We crossed the countryside. The pattern of fields mesmerised me, with so many shades of green, tiny doll houses, and villages whose inhabitants paused in their work to look up at the sky.

 

Our journey in the aeroplane and from Croydon aerodrome in an official motor car created a sense of camaraderie between James, Mr Chana and me. Like the three musketeers, we entered the Dorchester Hotel

In all my visits to London, I had never before set foot in the splendid Dorchester with its high ceilings, sweeping staircase, tiled floor and golden walls adorned with gigantic, ornate looking glasses. Small wonder that Lydia wanted to return if she had become accustomed to such opulence.

A minor royal glided by in her finery, totally self-absorbed, seeing no one.

We three walked towards the desk. James paused, and with the merest gesture attempted to dismiss me and Mr Chana in the direction of two gilt chairs. ‘Take the weight off your feet. I’ll ask for the manager and ascertain state of play.’

By this, I took it that he meant to find out whether an officer from Scotland Yard had arrived with a court order, demanding that Lydia’s trunks be inspected, and whether Lydia had registered.

Chana was quicker off the mark than I. ‘Since I am named in the court order as representative of the Maharajah of Gattiawan, I must come with you.’

James threw me a crumb. ‘Keep your eyes peeled, in case she flits through. It is almost two o’clock.’

They left me to sit on a gilt chair by the wall. Naturally, James thought himself on home ground. As his country bumpkin cousin, I might offer a flat vowel, or call the looking glass a mirror.

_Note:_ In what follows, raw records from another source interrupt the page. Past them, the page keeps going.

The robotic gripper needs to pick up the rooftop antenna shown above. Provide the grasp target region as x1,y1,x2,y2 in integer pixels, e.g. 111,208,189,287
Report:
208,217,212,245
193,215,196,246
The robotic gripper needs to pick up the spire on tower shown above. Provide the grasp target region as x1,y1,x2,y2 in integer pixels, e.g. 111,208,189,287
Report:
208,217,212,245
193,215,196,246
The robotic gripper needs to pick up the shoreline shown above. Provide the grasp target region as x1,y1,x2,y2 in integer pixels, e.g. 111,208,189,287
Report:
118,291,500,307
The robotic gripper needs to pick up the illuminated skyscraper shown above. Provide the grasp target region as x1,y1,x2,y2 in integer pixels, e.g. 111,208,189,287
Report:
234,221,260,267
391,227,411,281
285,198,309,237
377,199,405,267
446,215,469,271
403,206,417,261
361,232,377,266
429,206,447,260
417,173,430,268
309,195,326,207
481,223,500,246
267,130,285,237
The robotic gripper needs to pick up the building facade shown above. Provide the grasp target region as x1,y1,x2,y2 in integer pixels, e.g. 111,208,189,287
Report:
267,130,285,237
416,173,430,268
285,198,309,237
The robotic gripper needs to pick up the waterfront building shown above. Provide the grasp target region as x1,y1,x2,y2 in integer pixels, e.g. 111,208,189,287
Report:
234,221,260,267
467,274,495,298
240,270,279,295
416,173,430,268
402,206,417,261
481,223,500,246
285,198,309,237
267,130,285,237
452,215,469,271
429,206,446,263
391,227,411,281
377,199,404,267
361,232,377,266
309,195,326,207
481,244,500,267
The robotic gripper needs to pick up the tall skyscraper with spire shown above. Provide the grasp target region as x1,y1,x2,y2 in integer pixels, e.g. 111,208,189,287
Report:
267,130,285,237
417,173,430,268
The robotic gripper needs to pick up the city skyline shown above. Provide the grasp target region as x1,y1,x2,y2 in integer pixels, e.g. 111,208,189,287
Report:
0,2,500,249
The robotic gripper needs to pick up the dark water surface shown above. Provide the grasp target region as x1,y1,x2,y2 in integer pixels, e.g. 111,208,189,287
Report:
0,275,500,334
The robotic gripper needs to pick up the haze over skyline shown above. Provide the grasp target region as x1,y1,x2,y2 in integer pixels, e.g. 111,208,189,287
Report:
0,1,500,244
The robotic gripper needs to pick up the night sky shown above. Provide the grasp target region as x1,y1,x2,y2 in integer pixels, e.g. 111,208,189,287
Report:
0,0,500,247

Two well-clad Arab women, only their darting eyes visible, glided through the foyer, followed at a respectful distance by a heavyweight male retainer. An Indian woman and her daughter, their richly coloured saris gleaming, descended the stairs in stately fashion. Who was that actress, I wondered, her pearls glinting against the dark red silk dress?

After a few moments, James and Mr Chana returned. James did not look pleased. ‘She is not here, and they still insist that the trunks cannot be opened except in her presence.’

Chana glanced towards the door as someone came in. ‘His late highness’s suite is booked for the whole of August and the first two weeks of September. I expect she will take advantage of that.’

James looked at his watch. ‘Where is she?’

We did not look like three relaxed individuals enjoying the pleasures of the hotel. A passing gentleman gave us an odd glance.

Chana marched to the door and brushed past the commissionaire, presumably to look out for the Rolls-Royce.

‘James, if Lydia sees you and Chana before you see her, she will hightail it for the Ritz.’

‘I suppose you are right.’

‘Go order afternoon tea. Draw Mr Chana off from the door. I’ll see what I can do about checking her whereabouts.’

‘How do you propose to do that? If you tell me, I’ll see to it.’

‘Leave it to me, James. I still have a little influence at Scotland Yard.’

‘I thought that friend of yours went to America to help the FBI.’

‘He is not the only apple in the barrel.’

‘If it’s the assistant commissioner or the…’

‘Trust me for as long as it takes you to order tea.’

I watched from the telephone booth while I waited to be connected to Scotland Yard.

James gathered up Chana. They walked across the foyer and entered a sitting room.

Now that my friend Marcus Charles had gone to America, I had lost that particular contact. But at a supper given by Aunt Berta, Marcus’s boss, a commander, was most flattering in regard to my solving a particularly unpleasant crime. The commander’s late wife had been a supporter of women’s suffrage. After she died, he felt sorry about having roundly mocked her and took the revolutionary turn of becoming a lukewarm supporter of females, when he could be discreet about it. Fortunately men of such rank are almost always at their desk, and he was.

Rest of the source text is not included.